This Italian City Is The First To Sell Homes For €1 Only

Published January 29th, 2020 - 11:00 GMT
This Italian City Is The First To Sell Homes For €1 Only
Taranto in south Italy becomes first city in the country to offer homes for just €1. (Shutterstock)
Highlights
Authorities hope to lure new residents to the historic centre of the southern city.

An Italian city has become the first to sell homes for just €1 after rural villages started similar schemes in a bod to get people to move to the area.

Taranto has become the first large-scale area to offer run-down houses cheaply in the hope of breathing new life into the hollowed out conurbation.

The remote port city in southern Italy has seen its population dwindle over the years and local authorities are hoping to boost the ailing area, including its historic centre.

The council set a target of bringing 25,000 inhabitants back to the old city by selling cheap homes.

During the 19th century the historic old town had a population of 40,000, but that has shrunk to just 3,000. The total population of the city today is around 200,000 residents. 

Plans made by local authorities will see five homes initially offered for sale at the symbolic price of €1 - which is around 85p - with the hope of listing more properties if first batch sell successfully.

The idea of the €1 homes first pioneered by the town of Gangi in Sicily in 2011, when more than 150 buildings have since been restored and newcomers have revived the Sicilian town on the edge of Palermo.

Sicilian villages of Bivona, Sambuca and Mussomeli also offered homes for a euro last year.

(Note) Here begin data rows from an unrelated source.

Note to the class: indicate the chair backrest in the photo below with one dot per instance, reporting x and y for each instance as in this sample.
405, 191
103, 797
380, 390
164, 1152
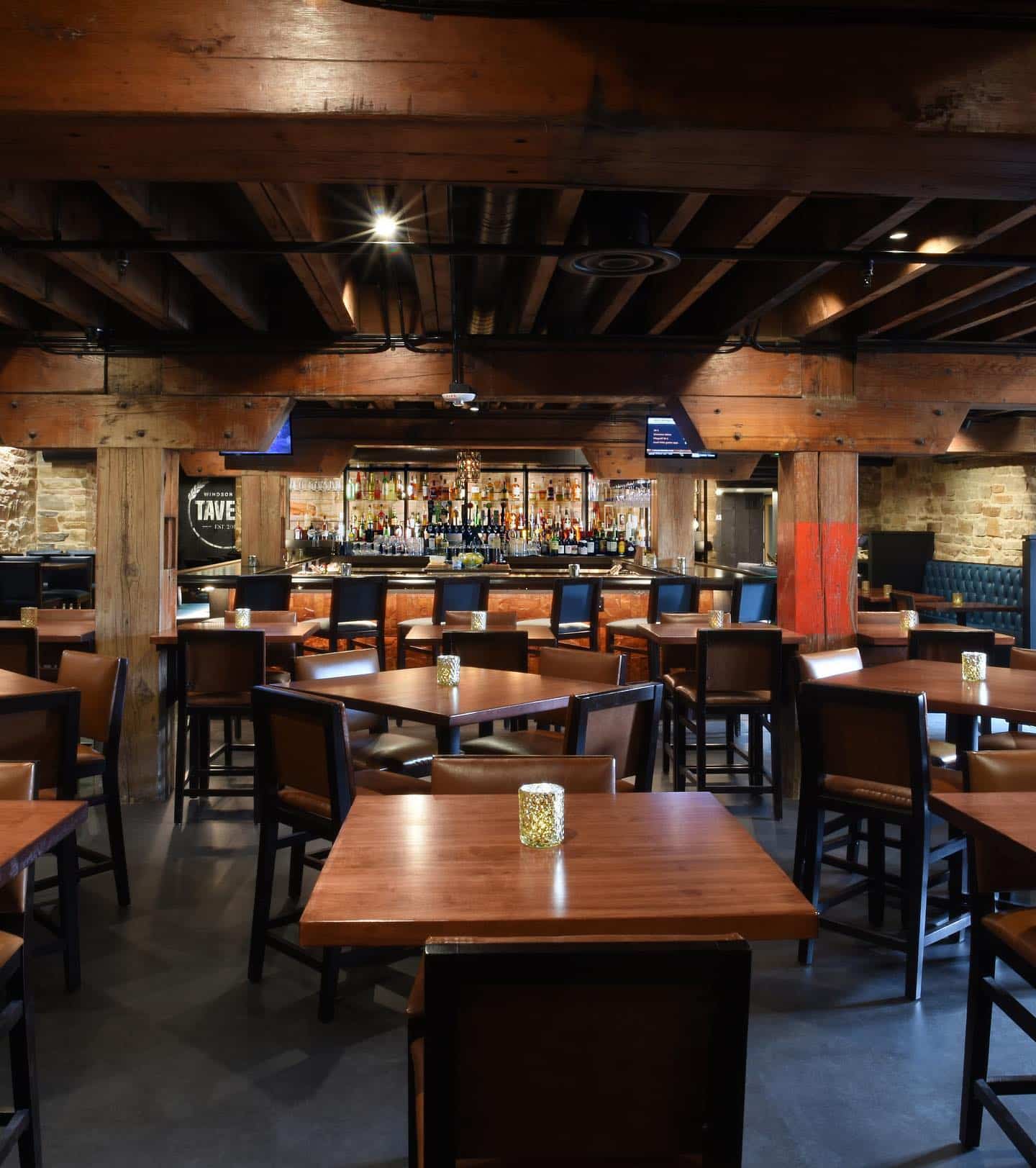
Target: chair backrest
999, 869
576, 602
753, 601
457, 592
102, 684
43, 729
460, 618
560, 1016
359, 598
301, 742
608, 669
22, 585
499, 650
738, 659
948, 644
618, 722
265, 617
220, 660
673, 596
271, 592
20, 651
840, 729
828, 664
462, 774
18, 782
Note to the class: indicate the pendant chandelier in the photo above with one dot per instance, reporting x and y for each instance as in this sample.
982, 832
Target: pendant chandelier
468, 466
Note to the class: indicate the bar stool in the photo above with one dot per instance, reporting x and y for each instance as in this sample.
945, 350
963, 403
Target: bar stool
575, 612
358, 613
217, 671
460, 592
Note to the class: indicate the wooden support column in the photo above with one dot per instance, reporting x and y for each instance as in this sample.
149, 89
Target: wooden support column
674, 508
263, 517
137, 513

Locana in the north west of Italy even offered to pay up to €9,000 over three years for new residents to make Locana their home and start a family in the town.

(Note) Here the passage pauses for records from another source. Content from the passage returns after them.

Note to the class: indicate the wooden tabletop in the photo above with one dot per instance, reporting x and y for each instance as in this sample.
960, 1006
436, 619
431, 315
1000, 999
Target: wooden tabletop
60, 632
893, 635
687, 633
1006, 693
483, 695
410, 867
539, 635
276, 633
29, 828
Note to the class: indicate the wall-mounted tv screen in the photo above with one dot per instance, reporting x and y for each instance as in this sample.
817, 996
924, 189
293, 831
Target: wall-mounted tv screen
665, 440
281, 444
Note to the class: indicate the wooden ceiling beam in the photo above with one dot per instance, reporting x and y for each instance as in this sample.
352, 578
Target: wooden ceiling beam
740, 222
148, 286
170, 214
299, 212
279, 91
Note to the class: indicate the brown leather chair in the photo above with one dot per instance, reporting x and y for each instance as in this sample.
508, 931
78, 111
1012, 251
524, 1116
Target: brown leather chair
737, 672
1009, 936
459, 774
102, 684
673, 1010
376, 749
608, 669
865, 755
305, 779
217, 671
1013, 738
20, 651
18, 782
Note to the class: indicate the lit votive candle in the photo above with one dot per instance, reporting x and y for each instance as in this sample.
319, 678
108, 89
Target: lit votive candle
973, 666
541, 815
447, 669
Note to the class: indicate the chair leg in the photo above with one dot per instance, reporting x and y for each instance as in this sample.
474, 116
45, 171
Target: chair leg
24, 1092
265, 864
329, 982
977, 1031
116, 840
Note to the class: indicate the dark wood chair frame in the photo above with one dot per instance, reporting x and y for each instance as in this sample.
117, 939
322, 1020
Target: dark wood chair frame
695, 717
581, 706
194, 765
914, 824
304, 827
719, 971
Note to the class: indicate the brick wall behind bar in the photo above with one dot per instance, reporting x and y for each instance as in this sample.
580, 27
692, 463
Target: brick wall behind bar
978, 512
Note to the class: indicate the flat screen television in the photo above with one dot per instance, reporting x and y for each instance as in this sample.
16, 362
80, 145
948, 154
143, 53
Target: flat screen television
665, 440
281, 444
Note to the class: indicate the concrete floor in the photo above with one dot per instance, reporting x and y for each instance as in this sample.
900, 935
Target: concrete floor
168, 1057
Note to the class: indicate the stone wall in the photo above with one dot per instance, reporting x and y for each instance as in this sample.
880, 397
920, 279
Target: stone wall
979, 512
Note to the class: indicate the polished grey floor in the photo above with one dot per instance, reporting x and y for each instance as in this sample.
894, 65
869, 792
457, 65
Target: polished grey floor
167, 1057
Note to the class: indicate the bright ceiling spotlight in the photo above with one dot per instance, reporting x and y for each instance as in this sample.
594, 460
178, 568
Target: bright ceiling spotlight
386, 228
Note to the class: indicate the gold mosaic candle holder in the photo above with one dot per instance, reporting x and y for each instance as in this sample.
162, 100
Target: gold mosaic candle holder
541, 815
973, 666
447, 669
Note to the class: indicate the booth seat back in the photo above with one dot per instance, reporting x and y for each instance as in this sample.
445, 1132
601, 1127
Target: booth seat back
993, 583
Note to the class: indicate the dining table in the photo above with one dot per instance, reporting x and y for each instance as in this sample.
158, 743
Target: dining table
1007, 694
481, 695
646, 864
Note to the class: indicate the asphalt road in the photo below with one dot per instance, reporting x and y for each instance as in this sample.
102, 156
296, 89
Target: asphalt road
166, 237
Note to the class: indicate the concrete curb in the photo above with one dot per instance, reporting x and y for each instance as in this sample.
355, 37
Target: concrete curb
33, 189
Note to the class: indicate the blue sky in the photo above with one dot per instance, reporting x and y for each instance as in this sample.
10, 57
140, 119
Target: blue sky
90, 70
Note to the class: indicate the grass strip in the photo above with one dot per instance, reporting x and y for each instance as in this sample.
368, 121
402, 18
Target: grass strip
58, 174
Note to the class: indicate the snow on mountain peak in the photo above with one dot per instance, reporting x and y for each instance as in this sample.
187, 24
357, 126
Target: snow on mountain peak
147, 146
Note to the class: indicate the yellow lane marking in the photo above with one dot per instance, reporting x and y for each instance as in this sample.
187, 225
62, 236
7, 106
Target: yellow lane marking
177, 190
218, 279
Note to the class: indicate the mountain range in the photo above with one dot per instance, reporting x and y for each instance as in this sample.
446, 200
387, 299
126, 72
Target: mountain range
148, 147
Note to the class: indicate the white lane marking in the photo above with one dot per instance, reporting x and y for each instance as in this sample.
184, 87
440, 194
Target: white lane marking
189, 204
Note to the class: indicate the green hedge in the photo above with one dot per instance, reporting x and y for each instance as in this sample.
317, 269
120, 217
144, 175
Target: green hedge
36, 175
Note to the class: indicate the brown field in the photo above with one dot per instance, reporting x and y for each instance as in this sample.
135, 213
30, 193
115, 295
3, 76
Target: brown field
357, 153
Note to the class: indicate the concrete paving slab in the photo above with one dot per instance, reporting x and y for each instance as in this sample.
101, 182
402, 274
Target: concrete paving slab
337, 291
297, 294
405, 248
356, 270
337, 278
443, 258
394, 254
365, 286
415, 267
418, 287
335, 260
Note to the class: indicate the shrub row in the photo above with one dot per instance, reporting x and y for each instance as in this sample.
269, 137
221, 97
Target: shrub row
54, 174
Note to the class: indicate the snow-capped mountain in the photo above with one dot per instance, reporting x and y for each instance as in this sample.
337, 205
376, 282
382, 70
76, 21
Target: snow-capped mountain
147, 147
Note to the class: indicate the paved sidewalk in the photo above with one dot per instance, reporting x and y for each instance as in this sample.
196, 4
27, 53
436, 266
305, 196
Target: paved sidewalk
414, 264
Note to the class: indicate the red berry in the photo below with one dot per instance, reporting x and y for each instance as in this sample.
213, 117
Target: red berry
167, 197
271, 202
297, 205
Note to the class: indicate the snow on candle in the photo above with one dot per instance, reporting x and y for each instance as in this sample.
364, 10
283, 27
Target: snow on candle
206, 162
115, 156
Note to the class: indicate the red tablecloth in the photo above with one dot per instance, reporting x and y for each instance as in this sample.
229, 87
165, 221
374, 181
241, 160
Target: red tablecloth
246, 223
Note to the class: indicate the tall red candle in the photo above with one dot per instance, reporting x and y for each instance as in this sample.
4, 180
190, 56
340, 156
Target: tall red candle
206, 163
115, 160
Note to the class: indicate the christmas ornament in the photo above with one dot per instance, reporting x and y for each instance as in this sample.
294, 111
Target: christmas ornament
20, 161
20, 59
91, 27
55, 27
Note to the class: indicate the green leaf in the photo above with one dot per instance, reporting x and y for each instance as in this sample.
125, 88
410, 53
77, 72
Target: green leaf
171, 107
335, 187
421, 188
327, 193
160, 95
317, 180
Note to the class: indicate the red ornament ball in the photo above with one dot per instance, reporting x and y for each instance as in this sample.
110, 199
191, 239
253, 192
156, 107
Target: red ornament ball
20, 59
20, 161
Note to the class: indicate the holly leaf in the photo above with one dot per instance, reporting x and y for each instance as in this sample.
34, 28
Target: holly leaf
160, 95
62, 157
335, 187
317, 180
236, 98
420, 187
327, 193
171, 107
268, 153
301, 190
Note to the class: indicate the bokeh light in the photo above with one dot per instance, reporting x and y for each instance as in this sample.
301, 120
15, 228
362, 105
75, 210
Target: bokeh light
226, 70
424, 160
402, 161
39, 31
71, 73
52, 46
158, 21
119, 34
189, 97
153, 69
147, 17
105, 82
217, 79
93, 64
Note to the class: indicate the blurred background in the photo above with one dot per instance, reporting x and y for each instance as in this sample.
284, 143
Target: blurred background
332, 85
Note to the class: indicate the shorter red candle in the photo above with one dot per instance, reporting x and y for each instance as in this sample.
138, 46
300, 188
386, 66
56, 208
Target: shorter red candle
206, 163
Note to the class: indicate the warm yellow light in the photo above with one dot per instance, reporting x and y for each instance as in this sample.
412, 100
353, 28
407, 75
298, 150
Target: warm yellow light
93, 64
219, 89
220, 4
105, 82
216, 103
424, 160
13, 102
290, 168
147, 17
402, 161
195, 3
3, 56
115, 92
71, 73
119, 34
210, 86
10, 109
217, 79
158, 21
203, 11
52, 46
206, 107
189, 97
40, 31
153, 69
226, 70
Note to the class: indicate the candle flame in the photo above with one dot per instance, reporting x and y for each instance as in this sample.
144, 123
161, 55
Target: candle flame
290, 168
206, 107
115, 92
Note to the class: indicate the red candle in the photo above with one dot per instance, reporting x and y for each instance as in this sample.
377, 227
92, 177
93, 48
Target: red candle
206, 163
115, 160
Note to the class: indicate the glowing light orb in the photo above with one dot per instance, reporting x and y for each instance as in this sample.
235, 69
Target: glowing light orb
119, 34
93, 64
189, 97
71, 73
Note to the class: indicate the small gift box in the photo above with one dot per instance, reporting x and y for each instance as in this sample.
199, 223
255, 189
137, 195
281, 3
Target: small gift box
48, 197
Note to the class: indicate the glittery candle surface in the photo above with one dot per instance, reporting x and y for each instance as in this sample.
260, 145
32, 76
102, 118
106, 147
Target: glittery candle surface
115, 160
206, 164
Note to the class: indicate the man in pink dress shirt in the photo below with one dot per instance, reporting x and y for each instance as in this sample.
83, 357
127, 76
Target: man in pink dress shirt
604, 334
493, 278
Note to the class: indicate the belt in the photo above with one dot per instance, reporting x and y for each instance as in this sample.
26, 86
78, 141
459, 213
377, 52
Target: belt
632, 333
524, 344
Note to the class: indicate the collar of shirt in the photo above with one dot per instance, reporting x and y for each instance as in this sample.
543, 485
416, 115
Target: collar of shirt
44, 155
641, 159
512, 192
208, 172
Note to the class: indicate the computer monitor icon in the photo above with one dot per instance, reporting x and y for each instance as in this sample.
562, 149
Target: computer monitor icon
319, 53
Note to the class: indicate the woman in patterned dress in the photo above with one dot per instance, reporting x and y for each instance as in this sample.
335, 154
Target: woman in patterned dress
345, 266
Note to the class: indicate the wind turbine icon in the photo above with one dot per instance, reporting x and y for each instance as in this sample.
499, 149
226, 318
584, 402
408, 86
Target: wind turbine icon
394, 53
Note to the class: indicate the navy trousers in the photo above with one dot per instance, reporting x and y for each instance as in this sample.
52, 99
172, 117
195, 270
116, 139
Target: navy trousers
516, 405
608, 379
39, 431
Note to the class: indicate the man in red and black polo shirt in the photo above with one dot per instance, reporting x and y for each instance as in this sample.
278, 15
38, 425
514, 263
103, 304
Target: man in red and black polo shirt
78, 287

Borgomezzavalle on the Italian/Swiss border also offered abandoned cottages, barns and stables for just €1 with the stipulation that the crumbling buildings are refurbished within two years. 

These new homeowners in Taranto will also have to pay for extensive renovations that could cost hundreds of thousands of euros.

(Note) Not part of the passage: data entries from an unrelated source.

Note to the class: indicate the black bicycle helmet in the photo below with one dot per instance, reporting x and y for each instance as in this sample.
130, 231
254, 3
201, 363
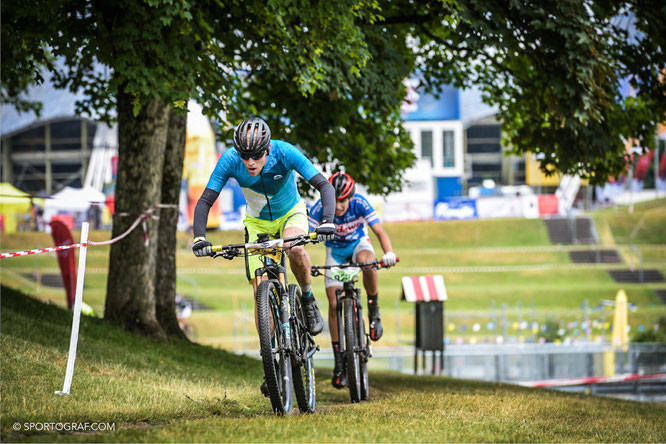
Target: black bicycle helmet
344, 185
252, 136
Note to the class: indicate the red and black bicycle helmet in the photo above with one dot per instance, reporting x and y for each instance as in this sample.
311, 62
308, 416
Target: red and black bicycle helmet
344, 185
252, 136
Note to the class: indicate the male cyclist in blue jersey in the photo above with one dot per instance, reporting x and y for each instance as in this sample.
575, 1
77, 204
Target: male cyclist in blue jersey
351, 244
264, 168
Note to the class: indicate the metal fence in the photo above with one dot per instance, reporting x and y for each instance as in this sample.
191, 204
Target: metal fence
521, 362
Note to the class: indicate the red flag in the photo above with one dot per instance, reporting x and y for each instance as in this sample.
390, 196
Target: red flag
66, 258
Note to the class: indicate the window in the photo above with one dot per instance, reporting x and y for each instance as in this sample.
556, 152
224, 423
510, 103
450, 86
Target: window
449, 157
426, 146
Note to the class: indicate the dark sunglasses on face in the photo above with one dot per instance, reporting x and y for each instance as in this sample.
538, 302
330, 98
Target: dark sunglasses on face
256, 156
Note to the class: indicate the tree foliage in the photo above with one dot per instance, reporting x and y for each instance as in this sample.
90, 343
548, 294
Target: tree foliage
327, 75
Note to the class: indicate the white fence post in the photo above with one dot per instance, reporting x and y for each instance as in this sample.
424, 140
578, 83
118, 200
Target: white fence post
73, 341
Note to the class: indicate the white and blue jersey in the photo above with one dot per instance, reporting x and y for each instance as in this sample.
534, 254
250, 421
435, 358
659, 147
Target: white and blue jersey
275, 184
350, 227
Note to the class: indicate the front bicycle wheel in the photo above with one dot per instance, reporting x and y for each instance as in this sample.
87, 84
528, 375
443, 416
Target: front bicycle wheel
353, 358
364, 355
302, 366
276, 359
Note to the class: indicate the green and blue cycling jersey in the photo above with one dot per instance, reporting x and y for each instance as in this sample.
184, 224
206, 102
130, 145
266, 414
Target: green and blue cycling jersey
272, 193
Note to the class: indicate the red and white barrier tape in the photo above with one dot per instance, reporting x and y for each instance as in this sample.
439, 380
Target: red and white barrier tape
141, 219
42, 250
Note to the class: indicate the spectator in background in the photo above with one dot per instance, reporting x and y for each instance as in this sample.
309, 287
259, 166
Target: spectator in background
93, 216
36, 216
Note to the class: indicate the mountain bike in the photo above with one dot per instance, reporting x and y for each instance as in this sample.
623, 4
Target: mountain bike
287, 348
355, 342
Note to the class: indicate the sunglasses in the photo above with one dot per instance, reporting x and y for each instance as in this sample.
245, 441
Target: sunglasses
256, 156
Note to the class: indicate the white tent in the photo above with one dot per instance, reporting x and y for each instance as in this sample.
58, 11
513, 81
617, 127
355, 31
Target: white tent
72, 200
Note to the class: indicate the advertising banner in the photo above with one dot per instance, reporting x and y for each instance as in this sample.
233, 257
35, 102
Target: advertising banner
455, 209
548, 204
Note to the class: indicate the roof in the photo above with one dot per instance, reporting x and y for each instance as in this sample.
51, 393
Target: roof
57, 104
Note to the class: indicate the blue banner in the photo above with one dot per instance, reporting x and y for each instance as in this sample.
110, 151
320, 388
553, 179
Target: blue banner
455, 209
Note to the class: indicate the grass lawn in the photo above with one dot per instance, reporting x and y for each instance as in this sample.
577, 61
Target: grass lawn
182, 392
484, 262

They will also have to live in the properties in order to stop property developers selling them on for a profit.  

It comes as Taranto was earmarked today as the destination for some 400 migrants pulled from the Mediterranean sea after being rescued by a charity ship. 

The Ocean Viking ship, which is run by SOS Mediterranee and Doctors Without Borders, picked up the migrants in five separate operations over the past four days. 

An Italian interior ministry source said Germany and France would take in some of the 403 migrants, with Ireland and Luxembourg also expected to offer help.   

Francesca Viggiano, council official, said authorities had already received inquiries about their new €1 home scheme from New York, Milan and Rome.

She told Italian newspaper Il Corriere della Sera: 'We are aiming to take measures which will result in the repopulation and development of the old city.'

Residents were said to have begun leaving the city when its buildings and narrow streets started to fall into disrepair.

In 1975 a building in the old town collapsed, killing an entire family, according to local media reports.

The town's polluting Ilva steel plant has also made the city a less attractive prospect for potential new homeowners.

Local authorities in Taranto plan to make the plant more environmentally friendly by 2024.

The Italian government has recently awarded Taranto €90 million for improvements to the historic centre, including the reconstruction of the dilapidated waterfront.